Verteidiger lässt Zweifel durchschimmern
Der Angeklagte äußerte sich nicht zum Tathergang. Doch seinem Verteidiger, Jens Janssen, war wichtig anzumerken: „Der Tod eines Kindes ist immer ein tragisches Geschehen.“ Die Aussagen, die in den insgesamt fünf Verhandlungstagen fallen werden, würden für alle Anwesenden quälend sein.
Janssen stellte während seines umfangreichen Eröffnungsplädoyers zudem drei Fragen in den Raum, die es aus seiner Sicht insbesondere zu klären gebe: Ist sein Mandant tatsächlich derjenige, der für den tragischen Tod des sechs Wochen alten Kindes verantwortlich ist? Wenn ja, was sollten die Motive und Beweggründe sein? Und stelle der spätere Tod des Säuglings die Tatvollendung dar?
Das Verhalten seines Mandanten spreche allerdings gegen die Tat – zumindest aber gegen die Darstellung der Staatsanwaltschaft. Hätte nicht auch ein Stolpern zu der Tragödie führen können? Zwar habe der 32-Jährige seine Tochter aus Panik geschüttelt, als diese während des Fütterns mit der Flasche keine Luft mehr bekommen habe, allerdings habe das nach Auffassung des Verteidigers nicht zum Tod des Kindes geführt.
Vielmehr habe es sich bei der Tochter um ein Wunschkind gehandelt, deren Leben auf eine schöne Perspektive zugeschnitten gewesen sei. Auch der Vermieter der Wohnung des Ehepaares sprach als Zeuge vor Gericht von liebevollen Eltern. Einen Streit habe er nie mitbekommen: „Es war ein gewünschtes Kind.“
Eine aufstrebende junge Familie
Während Jens Janssen Angaben zur Person des 32-jährigen Angeklagten verlas, zeichnete sich der Lebenslauf eines jungen Mannes mit guten Perspektiven. Im Jahr 2021 habe er seine Frau kennengelernt und wenig später beschlossen, mit ihr eine Familie zu gründen. Auch beruflich habe sich alles sehr vorteilhaft für ihn entwickelt. Im Februar, kurz vor der Geburt der Tochter, hätten sich die beiden das Ja-Wort gegeben.

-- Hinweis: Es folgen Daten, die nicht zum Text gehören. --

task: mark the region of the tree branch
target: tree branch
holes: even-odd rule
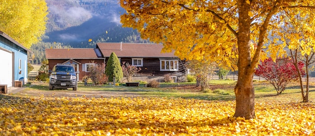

Kirchlich hätten sie erst später heiraten wollen, „wir haben immer davon geträumt, dass unser Kind uns die Ringe bringt“, schilderte der Angeklagte. Während dieser Darstellung, wackelten seine Füße, wobei die Fußfesseln klapperten. Die Ausführungen über seine Tochter wurden von Seufzern des schmächtigen Mannes begleitet.
Beschuldigter zeigt sich kooperativ
„Die Wohnung des Angeklagten war unauffällig und aufgeräumt. Wir haben ein paar Gegenstände beschlagnahmt, die wir für wichtig hielten“, schilderte der mit dem Fall beauftragte Kriminaloberkommissar die Eindrücke der Wohnungsdurchsuchung Anfang Juni während seiner Aussage vor Gericht.
Wenige Tage später, am 6. Juni, habe die Polizei den 32-Jährigen dann festnehmen wollen. „Allerdings trafen wir ihn an seiner Anschrift nicht an.“ Per Telefon bat der Kriminaloberkommissar den Angeklagten dann, zur Wache zu kommen. „Wir haben nicht damit gerechnet, dass er auftaucht.“ Doch gegen 19 Uhr stellte er sich. Am 7. Juni wurde er dem Haftrichter vorgeführt.
Unklar blieb bis zuletzt, ob der Angeklagte und seine Ehefrau am Tattag tatsächlich alleine waren. Es gebe Hinweise dafür, dass sich die Mutter und der Bruder des Angeklagten zu der Zeit in der Region aufgehalten hätten. Das Landgericht Waldshut-Tiengen wird während der kommenden vier Verhandlungstage noch einige Fragen klären müssen.